地下水の現状と保全について

地下水の低下、外国資本の参入などから、地下水の保全が全国的に問題となっています。
そこで「みどりネット信州」では信州大学の藤縄克教授をお呼びして安曇野市での実践例を参考に、地下水の保全について勉強をしました。

日本は他の国に比べ豊かな水資源があります。
海外では資源に困っていたり、中国の大気汚染は水質にも影響を及ぼす可能性もあるなか、多くの人は日本は恵まれているという認識がないため飲料水が危険にさらされている状況にあります。
北海道では620haが買収され、県内では軽井沢で外資に買収された事例がありました。

そこで長野県は阿部知事を先頭に条例づくりをはじめ、答申は1月15日に完成。
現在8箇所の都道府県が条例を作り、検討している都道府県は10県に上ります。

本来国が関与しなければいけないことですが、なかなか進まず去年ようやく「水循環基本法」がつくられることになりましたが、これもお蔵入りになったようです。

この法律は管轄を内閣府におくことで縦割り行政を解消し、地上水だけでなく地下水も管理する。
これまで地下水は土地所有者との認識だが、国民共有の財産だということが明記されていたそうです。
自治体が水使用に関するルール作りを義務づける等が盛り込まれていたようで、お蔵入りになってしまったのは残念なことです。
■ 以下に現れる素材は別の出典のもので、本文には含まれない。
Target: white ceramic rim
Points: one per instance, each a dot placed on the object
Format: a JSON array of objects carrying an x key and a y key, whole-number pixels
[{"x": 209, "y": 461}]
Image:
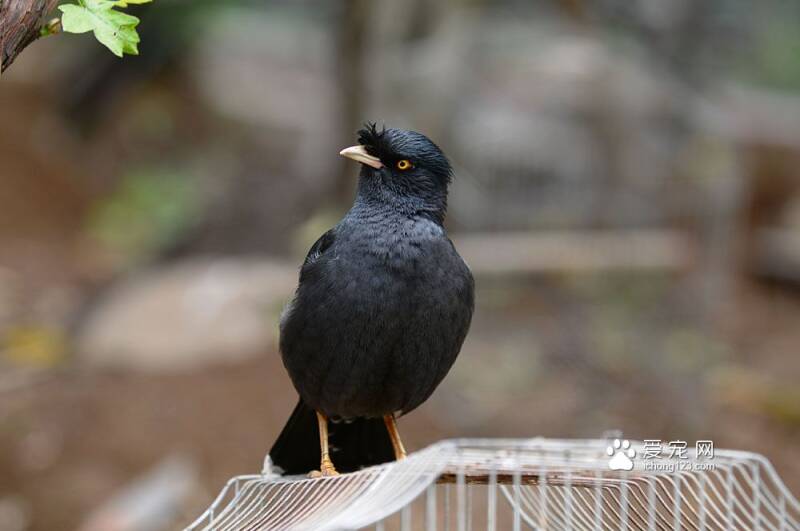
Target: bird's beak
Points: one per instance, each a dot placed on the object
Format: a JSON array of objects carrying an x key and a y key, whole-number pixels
[{"x": 359, "y": 154}]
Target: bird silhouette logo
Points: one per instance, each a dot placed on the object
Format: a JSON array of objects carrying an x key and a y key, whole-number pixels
[{"x": 621, "y": 455}]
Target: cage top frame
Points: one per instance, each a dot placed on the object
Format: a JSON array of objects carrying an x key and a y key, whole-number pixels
[{"x": 731, "y": 490}]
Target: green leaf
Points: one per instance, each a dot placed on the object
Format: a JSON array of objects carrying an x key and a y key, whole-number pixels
[{"x": 114, "y": 29}]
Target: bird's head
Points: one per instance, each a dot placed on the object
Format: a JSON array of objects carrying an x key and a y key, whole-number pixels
[{"x": 404, "y": 168}]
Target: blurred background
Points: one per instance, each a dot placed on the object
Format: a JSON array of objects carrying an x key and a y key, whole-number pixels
[{"x": 627, "y": 193}]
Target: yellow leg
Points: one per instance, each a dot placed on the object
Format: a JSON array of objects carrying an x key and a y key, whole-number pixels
[
  {"x": 326, "y": 467},
  {"x": 397, "y": 444}
]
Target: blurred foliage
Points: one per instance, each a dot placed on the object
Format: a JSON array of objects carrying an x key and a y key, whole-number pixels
[
  {"x": 147, "y": 211},
  {"x": 35, "y": 346}
]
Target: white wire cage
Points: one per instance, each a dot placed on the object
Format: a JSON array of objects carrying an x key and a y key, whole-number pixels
[{"x": 540, "y": 484}]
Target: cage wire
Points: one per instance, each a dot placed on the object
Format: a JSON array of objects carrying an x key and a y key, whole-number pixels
[{"x": 540, "y": 484}]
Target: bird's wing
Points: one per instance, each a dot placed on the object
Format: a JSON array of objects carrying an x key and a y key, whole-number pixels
[{"x": 317, "y": 250}]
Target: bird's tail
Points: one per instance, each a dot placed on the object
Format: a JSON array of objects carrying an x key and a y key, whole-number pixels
[{"x": 352, "y": 444}]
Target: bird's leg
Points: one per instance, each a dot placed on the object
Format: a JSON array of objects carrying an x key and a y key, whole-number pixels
[
  {"x": 326, "y": 467},
  {"x": 397, "y": 444}
]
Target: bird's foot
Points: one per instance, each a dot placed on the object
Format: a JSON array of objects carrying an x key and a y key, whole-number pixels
[{"x": 326, "y": 469}]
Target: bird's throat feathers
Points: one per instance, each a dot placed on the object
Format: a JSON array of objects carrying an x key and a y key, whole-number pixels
[{"x": 377, "y": 193}]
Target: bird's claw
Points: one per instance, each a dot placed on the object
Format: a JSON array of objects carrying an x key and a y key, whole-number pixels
[{"x": 326, "y": 469}]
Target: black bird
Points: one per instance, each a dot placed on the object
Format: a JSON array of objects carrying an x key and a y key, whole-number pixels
[{"x": 381, "y": 310}]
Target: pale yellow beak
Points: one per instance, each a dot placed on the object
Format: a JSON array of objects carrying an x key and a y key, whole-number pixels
[{"x": 359, "y": 154}]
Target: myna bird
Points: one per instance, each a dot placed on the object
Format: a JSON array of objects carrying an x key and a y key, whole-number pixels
[{"x": 381, "y": 310}]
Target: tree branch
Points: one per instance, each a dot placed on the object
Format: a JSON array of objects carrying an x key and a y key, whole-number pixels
[{"x": 21, "y": 22}]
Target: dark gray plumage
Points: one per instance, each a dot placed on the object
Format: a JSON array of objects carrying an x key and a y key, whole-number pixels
[{"x": 382, "y": 308}]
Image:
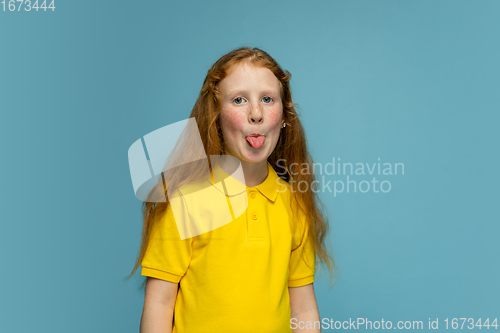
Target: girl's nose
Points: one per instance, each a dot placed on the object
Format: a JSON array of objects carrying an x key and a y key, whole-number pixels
[{"x": 255, "y": 114}]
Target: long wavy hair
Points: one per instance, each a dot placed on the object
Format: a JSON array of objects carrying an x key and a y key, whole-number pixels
[{"x": 291, "y": 149}]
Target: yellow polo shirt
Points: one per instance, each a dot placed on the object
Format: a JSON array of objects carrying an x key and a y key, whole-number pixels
[{"x": 235, "y": 278}]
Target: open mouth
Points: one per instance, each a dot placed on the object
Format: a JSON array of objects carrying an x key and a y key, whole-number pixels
[{"x": 256, "y": 141}]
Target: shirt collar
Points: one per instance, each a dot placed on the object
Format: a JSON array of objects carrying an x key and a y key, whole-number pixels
[{"x": 231, "y": 186}]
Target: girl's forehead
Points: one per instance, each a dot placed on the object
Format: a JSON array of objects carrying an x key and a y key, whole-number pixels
[{"x": 237, "y": 74}]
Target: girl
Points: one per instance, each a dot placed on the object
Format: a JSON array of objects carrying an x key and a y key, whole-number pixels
[{"x": 256, "y": 273}]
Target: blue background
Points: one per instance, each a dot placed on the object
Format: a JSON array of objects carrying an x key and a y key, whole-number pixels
[{"x": 413, "y": 82}]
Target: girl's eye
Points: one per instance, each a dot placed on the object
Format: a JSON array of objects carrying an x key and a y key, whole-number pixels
[{"x": 237, "y": 99}]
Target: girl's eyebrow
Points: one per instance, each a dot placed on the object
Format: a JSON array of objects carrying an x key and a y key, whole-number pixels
[{"x": 266, "y": 91}]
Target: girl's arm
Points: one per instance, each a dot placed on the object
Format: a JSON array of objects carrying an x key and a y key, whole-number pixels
[
  {"x": 305, "y": 312},
  {"x": 159, "y": 302}
]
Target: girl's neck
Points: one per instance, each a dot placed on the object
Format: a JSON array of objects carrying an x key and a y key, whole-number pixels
[{"x": 255, "y": 173}]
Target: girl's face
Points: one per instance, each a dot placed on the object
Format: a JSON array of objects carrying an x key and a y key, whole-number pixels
[{"x": 251, "y": 112}]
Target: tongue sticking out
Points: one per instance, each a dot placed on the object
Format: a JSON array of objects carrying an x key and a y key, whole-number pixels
[{"x": 256, "y": 141}]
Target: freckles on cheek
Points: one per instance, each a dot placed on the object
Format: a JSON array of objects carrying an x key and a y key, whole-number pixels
[
  {"x": 274, "y": 116},
  {"x": 234, "y": 120}
]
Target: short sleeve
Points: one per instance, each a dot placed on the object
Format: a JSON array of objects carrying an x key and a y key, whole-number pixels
[
  {"x": 302, "y": 258},
  {"x": 167, "y": 257}
]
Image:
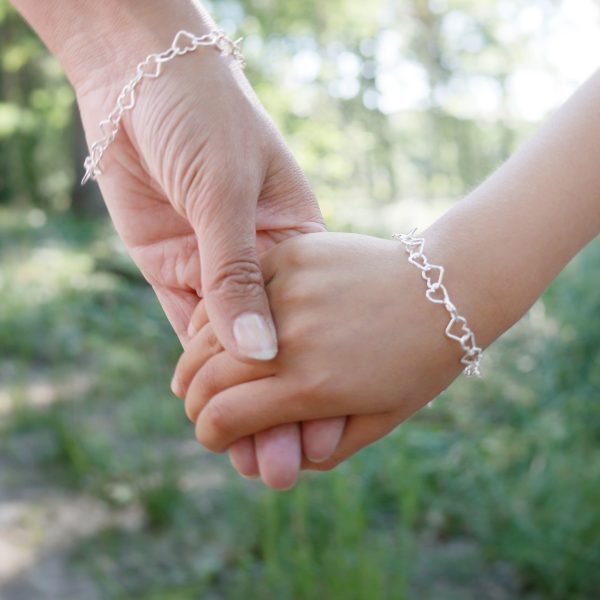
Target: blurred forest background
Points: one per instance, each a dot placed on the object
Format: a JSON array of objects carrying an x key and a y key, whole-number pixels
[{"x": 395, "y": 109}]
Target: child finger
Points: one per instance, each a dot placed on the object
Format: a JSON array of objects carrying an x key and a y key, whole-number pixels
[
  {"x": 361, "y": 431},
  {"x": 256, "y": 406},
  {"x": 202, "y": 347},
  {"x": 279, "y": 453},
  {"x": 321, "y": 437},
  {"x": 242, "y": 455},
  {"x": 198, "y": 320}
]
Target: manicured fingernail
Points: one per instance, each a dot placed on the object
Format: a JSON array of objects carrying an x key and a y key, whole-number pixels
[
  {"x": 254, "y": 337},
  {"x": 176, "y": 387},
  {"x": 319, "y": 459}
]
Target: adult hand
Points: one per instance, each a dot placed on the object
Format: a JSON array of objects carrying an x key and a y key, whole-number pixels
[{"x": 196, "y": 182}]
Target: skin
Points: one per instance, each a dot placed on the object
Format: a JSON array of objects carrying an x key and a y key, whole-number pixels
[
  {"x": 357, "y": 336},
  {"x": 198, "y": 182}
]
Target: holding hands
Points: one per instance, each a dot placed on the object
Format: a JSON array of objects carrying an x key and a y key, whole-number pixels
[
  {"x": 301, "y": 349},
  {"x": 356, "y": 339}
]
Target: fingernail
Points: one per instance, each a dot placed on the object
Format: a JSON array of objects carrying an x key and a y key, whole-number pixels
[
  {"x": 254, "y": 337},
  {"x": 319, "y": 459},
  {"x": 176, "y": 387}
]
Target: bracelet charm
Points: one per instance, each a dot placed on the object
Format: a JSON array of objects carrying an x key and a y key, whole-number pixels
[{"x": 457, "y": 328}]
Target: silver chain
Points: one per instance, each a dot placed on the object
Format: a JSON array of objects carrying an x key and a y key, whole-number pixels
[
  {"x": 151, "y": 68},
  {"x": 457, "y": 328}
]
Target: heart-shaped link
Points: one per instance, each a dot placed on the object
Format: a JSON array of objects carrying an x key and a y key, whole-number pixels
[
  {"x": 419, "y": 261},
  {"x": 457, "y": 325},
  {"x": 433, "y": 295},
  {"x": 434, "y": 275},
  {"x": 184, "y": 42}
]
このような状況のなか、安曇野市では地下水の保全対策指針及び条例の制定に向けた検討が始まりました。
この地下水保全対策研究委員会は2年かけてじっくり話し合いを重ねていくようです。

基本理念は
1、地下水は市民共有の財産である。
2、全市民が地下水保全・強化に努め、健全な地下水環境を創出する。
3、地下水資源を活用し、豊かな安曇野を次世代に引き継ぐ。

大切な地下水だから使わせないではなく、有効活用して安曇野を豊かな場所にしていく。

現在、硝酸性窒素による水環境の悪化も懸念されています。
ここでは具体的な話は出ませんでしたが、これは農業の肥料の問題だと思われます。
植物を育てる場合、窒素を多くあげればとりあえずは育ちます。
しかし与えた窒素のうち植物に吸収されるのは、ごくわずかで多くは水に流れていってしまいます。
有機農業は肥料の効きが遅いので、ついつい窒素分の多い鶏糞などを多用してしまいます。
ぼくが農業をやっていたころ不耕起栽培を取り入れたのは無施肥を目指したからです。
ま、成功したとはいえませんが…

環境と経済を両立するのは難しいものです。

水質保全の対策は希釈しかなく、水田を増やし涵養を促すこと。

具体的には耕作放棄地対策、そして小麦の収穫後、次の作付けまで水を溜めておく麦後転作田湛水。
これは土壌にも良い効果を与えるようです。

そして冬田んぼの湛水。
水利権の問題を解消する必要があるようです。

都市部では浸透トレンチ、浸透性舗装の活用が計画されているとのこと。

このような施策の実施にかかる源資は、地下水を利用する人から利用度に合わせて徴収する。あまりお金がないセクター、地元産業を育てるため、係数化し算定式を作って負担金を割り出すそうです。

今後の課題としては源資の確保(約5600万円)
そして水利権の問題。
現在の法律は涵養するためだけでは使用が認められていないとのこと。
近隣市町村の連携。
地下水はつながっているため、どこかの市長村だけが得をしたりすると問題になる。近隣で話し合いながら進めなければいけない。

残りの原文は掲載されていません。